Desde ese momento don Quintana obligó a su hijo a usar un casco que parecía más una totuma para sacar el agua. “Se veía como una tortuga ninja porque el casquito era verde”, dice Cayetano, hoy corredor del Team Colombia.
Durante años subieron hasta el Alto de Sote como preparación. A las afueras del pueblo, al frente de Villa Amparito, esperaban una tractomula y se le pegaban a la rueda para medir fuerzas. En una ocasión, un conductor asustado por los robos, frenó en seco y ambos fueron a dar contra la parte trasera. “Nos pegamos en la cabeza. Nairo se puso bravo y se fue a la caza del mulero para reclamarle. Él era así. Usted lo veía pequeñito, pero no se dejaba de nadie”, dice Sarmiento.

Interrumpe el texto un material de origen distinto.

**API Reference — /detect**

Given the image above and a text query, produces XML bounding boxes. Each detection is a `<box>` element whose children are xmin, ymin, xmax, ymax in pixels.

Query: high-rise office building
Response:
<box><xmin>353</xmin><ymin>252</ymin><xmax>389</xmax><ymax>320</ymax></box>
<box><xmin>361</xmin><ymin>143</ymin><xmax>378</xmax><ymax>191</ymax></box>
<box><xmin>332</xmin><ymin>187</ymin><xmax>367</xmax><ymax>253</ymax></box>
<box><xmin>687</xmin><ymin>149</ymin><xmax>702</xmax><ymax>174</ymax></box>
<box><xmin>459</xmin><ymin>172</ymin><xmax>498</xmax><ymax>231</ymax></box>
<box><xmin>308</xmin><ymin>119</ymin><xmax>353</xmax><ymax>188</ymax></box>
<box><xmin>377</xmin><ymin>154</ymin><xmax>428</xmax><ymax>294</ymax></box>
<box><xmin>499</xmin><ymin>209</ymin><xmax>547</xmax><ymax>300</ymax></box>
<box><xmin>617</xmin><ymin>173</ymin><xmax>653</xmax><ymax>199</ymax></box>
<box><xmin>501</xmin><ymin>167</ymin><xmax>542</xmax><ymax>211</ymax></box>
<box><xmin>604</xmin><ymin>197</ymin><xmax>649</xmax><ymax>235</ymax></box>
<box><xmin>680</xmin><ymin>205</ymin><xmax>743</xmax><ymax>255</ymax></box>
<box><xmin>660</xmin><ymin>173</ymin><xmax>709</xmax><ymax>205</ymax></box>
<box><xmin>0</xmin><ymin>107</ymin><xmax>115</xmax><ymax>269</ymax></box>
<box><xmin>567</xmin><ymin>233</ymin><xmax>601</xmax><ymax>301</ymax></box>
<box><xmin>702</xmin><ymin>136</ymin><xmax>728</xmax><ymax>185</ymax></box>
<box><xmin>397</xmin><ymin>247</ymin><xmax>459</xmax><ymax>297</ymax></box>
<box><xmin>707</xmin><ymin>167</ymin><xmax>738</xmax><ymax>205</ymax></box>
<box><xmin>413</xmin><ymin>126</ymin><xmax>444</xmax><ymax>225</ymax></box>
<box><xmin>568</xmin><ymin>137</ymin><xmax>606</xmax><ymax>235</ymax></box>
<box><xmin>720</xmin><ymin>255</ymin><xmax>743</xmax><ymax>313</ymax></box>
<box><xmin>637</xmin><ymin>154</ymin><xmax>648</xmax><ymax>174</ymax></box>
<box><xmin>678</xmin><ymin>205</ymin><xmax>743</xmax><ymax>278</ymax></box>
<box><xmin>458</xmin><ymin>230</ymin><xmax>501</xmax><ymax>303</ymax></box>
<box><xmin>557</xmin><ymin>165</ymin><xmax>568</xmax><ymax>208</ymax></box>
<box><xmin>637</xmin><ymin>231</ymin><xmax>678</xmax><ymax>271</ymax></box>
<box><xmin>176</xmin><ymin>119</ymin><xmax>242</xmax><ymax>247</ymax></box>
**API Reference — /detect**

La rabia le ayudaba a que hiciera cierto tipo de combustión y pedaleara más rápido. Sus peleas con las mulas no pararon. En otra ocasión, ya entrenando con su hermano Dáyer, un conductor le frenó, sólo que esta vez el camión estaba repleto de varillas y el impacto contra las puntas de acero les dejó unas raspaduras en la cara. Tenso como un tambor, arrancó detrás del chofer, quien al verlo alegando y manoteando paró, se bajó con un barrote y lo persiguió para pegarle. Nairo lo insultó varias veces mientras acrobáticamente esquivaba los golpes.
Las batallas con los muleros ya son un recuerdo. Ahora, cuando lo ven rodando con el uniforme de Movistar, hacen sonar la bocina y se bajan para pedirle una foto.